As a member of the MCC Phillips is one of very few people in cricketing world to have watched English Test match victories over Australia at Lords in 1934 and 2009.John Phillips peering through the pavilion window at Instow during a rain break

Phillips cricket career tailed off during the 1970s, but he revived it during the 1980s when son Andrew started playing.

“I think John liked the idea of playing some matches with his son and carried on for three or four years,” said Lea.

Phillips was made president of North Devon CC in 1986 in succession to Len Avery (1984-85) and was an active one until the last few years.

Mark Ansell, the North Devon chairman, said Phillips’ dedication to the club was remarkable.

“John was a true gentleman and a great asset to the club for decades – as player, chairman, and then president. 

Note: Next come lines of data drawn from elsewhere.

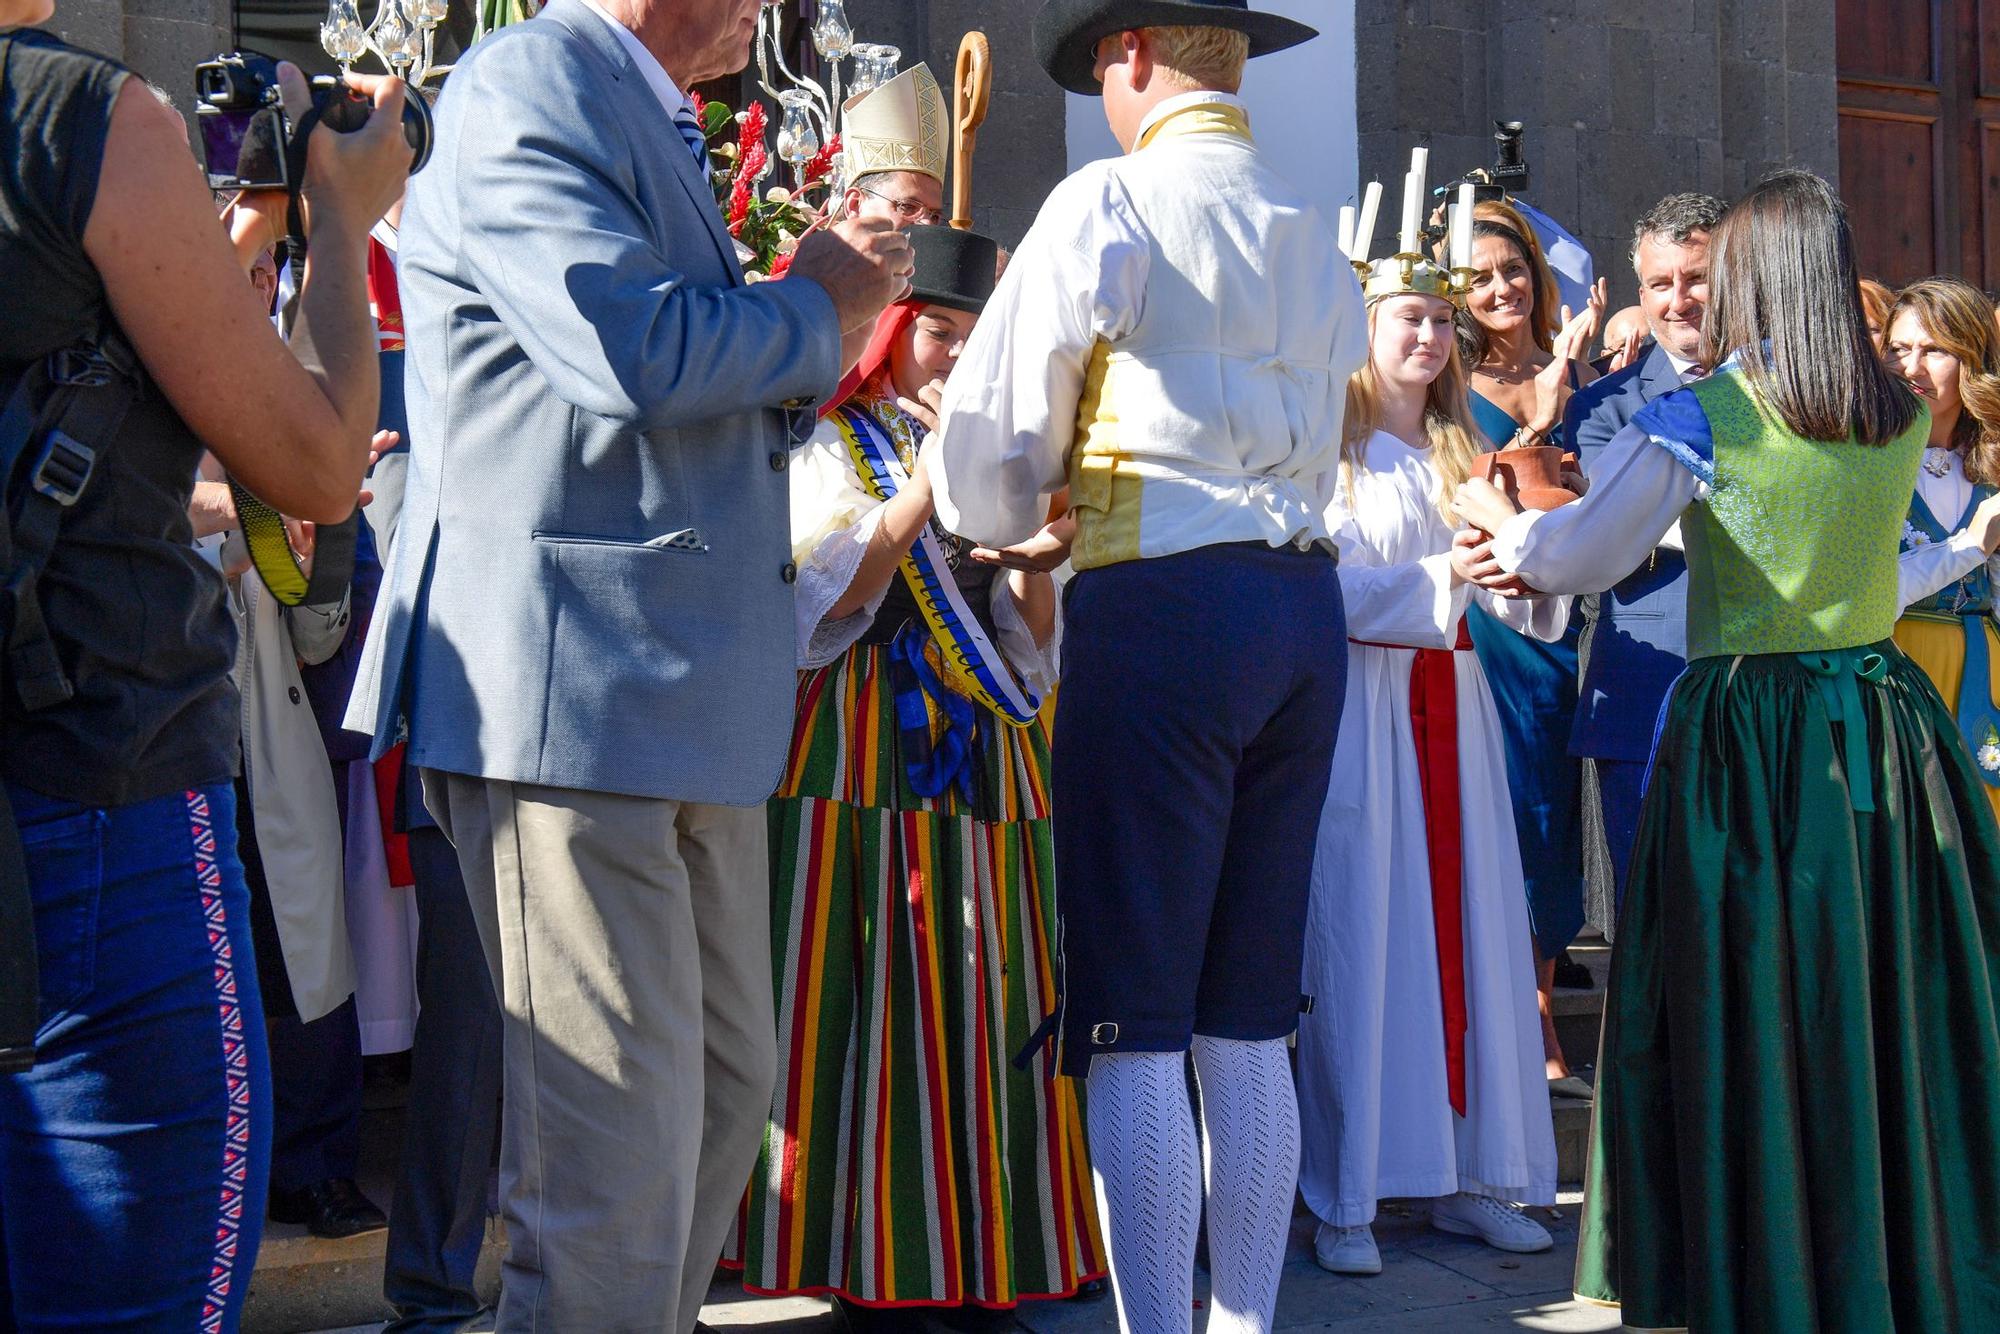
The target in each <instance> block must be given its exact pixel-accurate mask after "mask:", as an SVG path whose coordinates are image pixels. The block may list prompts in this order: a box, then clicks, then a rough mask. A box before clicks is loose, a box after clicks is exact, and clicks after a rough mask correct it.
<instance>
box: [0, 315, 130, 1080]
mask: <svg viewBox="0 0 2000 1334" xmlns="http://www.w3.org/2000/svg"><path fill="white" fill-rule="evenodd" d="M144 384H146V372H144V368H142V366H140V364H138V356H136V354H134V352H132V348H130V344H126V340H124V336H120V334H118V332H116V330H112V328H110V326H104V328H100V330H98V334H96V338H90V340H84V342H80V344H76V346H70V348H62V350H58V352H50V354H48V356H46V358H42V360H38V362H32V364H30V366H28V368H26V370H24V372H22V374H20V378H18V380H16V382H14V388H12V392H10V394H8V398H6V406H4V408H0V484H4V486H0V496H4V502H6V504H4V510H0V520H4V522H0V690H4V692H10V694H16V696H18V698H20V702H22V708H26V710H28V712H36V710H42V708H52V706H56V704H62V702H64V700H68V698H70V694H72V686H70V678H68V674H66V672H64V670H62V660H60V658H58V656H56V646H54V642H52V640H50V636H48V624H46V622H44V620H42V602H40V596H38V592H36V582H38V580H40V578H42V570H44V568H46V566H48V556H50V552H54V550H56V540H58V538H60V534H62V520H64V516H66V514H68V512H70V506H74V504H76V502H78V498H82V494H84V488H88V486H90V478H92V476H96V472H98V468H100V466H102V460H104V452H106V450H108V448H110V444H112V440H116V438H118V428H120V426H122V424H124V418H126V412H128V410H130V408H132V402H134V400H136V398H138V394H140V392H142V390H144ZM38 972H40V970H38V964H36V952H34V904H32V902H30V898H28V864H26V858H24V854H22V846H20V830H18V828H16V824H14V808H12V806H10V804H8V800H6V788H4V786H0V1074H14V1072H20V1070H28V1068H30V1066H34V1032H36V1028H38V1018H40V1000H38V992H40V976H38Z"/></svg>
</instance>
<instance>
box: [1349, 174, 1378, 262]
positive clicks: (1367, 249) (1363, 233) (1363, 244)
mask: <svg viewBox="0 0 2000 1334" xmlns="http://www.w3.org/2000/svg"><path fill="white" fill-rule="evenodd" d="M1380 212H1382V182H1380V180H1370V182H1368V188H1366V190H1362V216H1360V218H1356V222H1354V250H1350V252H1348V256H1350V258H1354V260H1360V262H1362V264H1366V262H1368V248H1370V246H1372V244H1374V222H1376V214H1380Z"/></svg>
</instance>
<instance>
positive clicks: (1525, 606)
mask: <svg viewBox="0 0 2000 1334" xmlns="http://www.w3.org/2000/svg"><path fill="white" fill-rule="evenodd" d="M1472 600H1474V602H1478V604H1480V608H1482V610H1486V612H1490V614H1492V618H1494V620H1498V622H1500V624H1502V626H1506V628H1508V630H1518V632H1520V634H1526V636H1528V638H1532V640H1542V642H1544V644H1554V642H1556V640H1560V638H1562V636H1564V634H1566V632H1568V630H1570V604H1572V602H1576V598H1572V596H1570V594H1556V596H1542V598H1502V596H1500V594H1496V592H1492V590H1490V588H1474V590H1472Z"/></svg>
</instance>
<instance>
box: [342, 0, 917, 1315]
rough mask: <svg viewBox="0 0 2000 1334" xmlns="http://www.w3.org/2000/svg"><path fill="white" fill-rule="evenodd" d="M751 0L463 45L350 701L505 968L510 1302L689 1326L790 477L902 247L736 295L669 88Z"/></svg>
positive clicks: (503, 1177)
mask: <svg viewBox="0 0 2000 1334" xmlns="http://www.w3.org/2000/svg"><path fill="white" fill-rule="evenodd" d="M756 12H758V0H552V2H550V4H548V8H546V10H542V14H540V16H538V18H534V20H530V22H524V24H516V26H510V28H504V30H500V32H498V34H494V36H490V38H486V40H482V42H480V44H476V46H474V48H472V50H470V52H468V54H466V58H464V60H462V62H460V64H458V68H456V72H454V74H452V78H450V84H448V88H446V90H444V96H442V98H440V100H438V128H436V150H434V154H432V160H430V166H428V168H424V172H420V174H418V176H416V178H412V184H410V192H408V204H406V208H404V218H402V236H400V254H398V264H400V266H398V280H400V288H402V306H404V322H406V328H408V360H406V372H404V378H406V398H408V418H410V444H412V458H410V470H408V482H406V488H404V502H402V518H400V524H398V542H396V550H394V554H392V556H390V568H388V576H386V582H384V588H382V596H380V602H378V608H376V624H374V632H372V636H370V640H368V646H366V656H364V664H362V680H360V682H358V688H356V706H354V710H352V712H350V726H358V728H360V730H372V732H374V740H376V748H378V750H380V748H386V746H388V744H392V742H394V740H396V736H398V734H400V732H402V730H404V728H406V730H408V738H410V760H412V764H416V766H418V768H420V770H422V784H424V798H426V804H428V806H430V812H432V814H434V816H436V820H438V826H440V828H442V830H444V834H446V836H448V838H450V840H452V844H454V846H456V850H458V862H460V870H462V872H464V882H466V894H468V898H470V902H472V916H474V920H476V926H478V934H480V942H482V946H484V952H486V962H488V968H490V970H492V976H494V982H496V990H498V996H500V1008H502V1048H504V1104H506V1116H504V1130H502V1194H504V1216H506V1226H508V1256H506V1266H504V1282H502V1296H500V1330H530V1328H532V1330H680V1334H686V1332H688V1330H692V1328H694V1320H696V1314H698V1312H700V1302H702V1296H704V1292H706V1288H708V1278H710V1272H712V1268H714V1262H716V1256H718V1254H720V1250H722V1240H724V1236H726V1232H728V1228H730V1222H732V1218H734V1212H736V1204H738V1200H740V1196H742V1186H744V1180H746V1176H748V1172H750V1166H752V1162H754V1158H756V1146H758V1136H760V1134H762V1128H764V1120H766V1116H768V1112H770V1092H772V1088H770V1086H772V1072H774V1068H776V1048H774V1044H776V1022H774V1016H772V980H770V922H768V898H770V872H768V864H766V830H764V812H762V802H764V798H766V796H768V794H770V792H772V788H774V786H776V782H778V770H780V766H782V764H784V756H786V746H788V742H790V730H792V692H794V684H796V672H794V662H796V632H794V608H792V580H794V578H796V570H794V568H792V564H790V524H788V492H786V480H788V478H786V466H788V458H790V448H792V444H794V442H796V440H802V438H804V434H806V432H808V430H810V426H812V408H814V400H816V398H820V396H824V394H828V392H832V388H834V384H836V380H838V378H840V366H842V360H844V356H842V354H844V344H848V346H852V344H856V342H858V340H862V338H866V334H868V328H870V326H872V322H874V318H876V316H878V314H880V312H882V308H884V306H888V302H890V300H896V298H898V296H902V292H904V290H908V272H910V268H912V256H910V246H908V238H904V236H900V234H898V232H896V230H894V228H892V224H888V222H884V220H852V222H842V224H838V226H836V228H832V230H828V232H820V234H816V236H812V238H808V242H806V244H802V246H800V248H798V254H796V260H794V266H792V272H790V276H788V278H786V280H782V282H764V284H756V286H748V284H744V278H742V272H740V268H738V264H736V256H734V246H732V242H730V236H728V232H726V230H724V228H722V220H720V216H718V210H716V202H714V194H712V188H710V182H708V174H706V170H704V166H706V164H704V158H706V146H704V142H702V134H700V130H698V128H696V124H694V114H692V106H690V104H688V100H686V98H684V94H682V90H684V88H690V86H694V82H698V80H704V78H714V76H720V74H726V72H732V70H740V68H742V66H744V62H746V60H748V46H750V36H752V32H754V24H756Z"/></svg>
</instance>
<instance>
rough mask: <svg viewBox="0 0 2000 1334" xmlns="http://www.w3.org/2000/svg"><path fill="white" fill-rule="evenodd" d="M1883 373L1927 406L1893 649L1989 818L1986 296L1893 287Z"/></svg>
mask: <svg viewBox="0 0 2000 1334" xmlns="http://www.w3.org/2000/svg"><path fill="white" fill-rule="evenodd" d="M1886 326H1888V366H1890V370H1894V372H1896V374H1898V376H1902V382H1904V384H1908V386H1910V390H1914V392H1916V396H1918V398H1922V400H1924V406H1928V408H1930V440H1928V444H1926V446H1924V466H1922V468H1920V470H1918V474H1916V494H1914V496H1910V518H1908V520H1906V522H1904V526H1902V550H1904V558H1902V570H1904V578H1902V602H1904V614H1902V620H1898V622H1896V646H1898V648H1900V650H1902V652H1906V654H1910V658H1912V660H1914V662H1916V664H1918V666H1920V668H1924V672H1928V674H1930V680H1932V682H1936V686H1938V694H1942V696H1944V702H1946V704H1950V706H1952V716H1956V718H1958V730H1960V732H1962V734H1964V738H1966V748H1968V750H1970V752H1972V760H1974V762H1976V764H1978V768H1980V778H1984V780H1986V796H1988V800H1992V802H1994V810H2000V706H1996V704H1994V694H1996V692H1994V686H1996V684H2000V628H1996V626H1994V570H1992V566H1988V564H1986V562H1988V558H1990V556H1992V552H1994V544H1996V542H2000V492H1996V488H2000V330H1996V328H1994V320H1992V306H1988V304H1986V294H1984V292H1980V290H1978V288H1976V286H1972V284H1970V282H1962V280H1958V278H1924V280H1922V282H1916V284H1912V286H1908V288H1904V290H1902V294H1898V296H1896V302H1894V306H1892V310H1890V314H1888V318H1886Z"/></svg>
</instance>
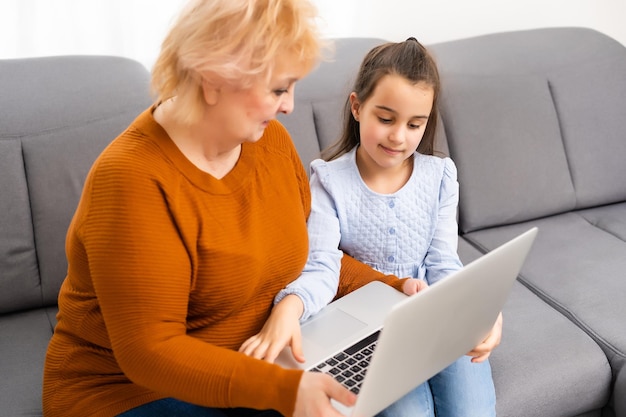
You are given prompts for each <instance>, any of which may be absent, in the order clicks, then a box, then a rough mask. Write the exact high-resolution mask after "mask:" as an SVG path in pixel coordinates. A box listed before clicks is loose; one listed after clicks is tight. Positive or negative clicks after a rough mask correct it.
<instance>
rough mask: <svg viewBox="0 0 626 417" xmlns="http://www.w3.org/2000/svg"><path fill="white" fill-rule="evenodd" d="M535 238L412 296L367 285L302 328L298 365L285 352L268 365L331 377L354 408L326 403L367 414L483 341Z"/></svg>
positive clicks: (478, 259)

“Our wonderful president had a long and very distinguished innings and will be sorely missed.”

Cricket wasn’t Phillips’ only sporting enthusiasm. He enjoyed skiing and was a keen golfer who was good enough to win the Devon amateur title in 1948.

Phillips played golf for Devon for 15 years and captained the county golf team in 1955 and 1960. Devon won the South West Championship under Phillips’ captaincy. He was president of the South West Counties Golf Association in 1974.

Phillips was a member of numerous golf clubs, among them the Royal & Ancient, which was one of the governing bodies of the sport. 

Phillips belonged to the Royal North Devon Golf Club for more than 70 years. He was a committeeman, later chairman and president and the organiser of the club’s centenary celebrations in 1964.

Mark Evans, the general manager at the RND, said Phillips was made an honorary member of the club more than 30 years ago in recognition of his work there.

Evans added: “John was an accomplished golfer whose name appears on many honours boards. He was a character not to be forgotten.”

John Phillips met wife Sally at work where she was a secretary. The couple married in 1966 and had two children: Ruth and Andrew.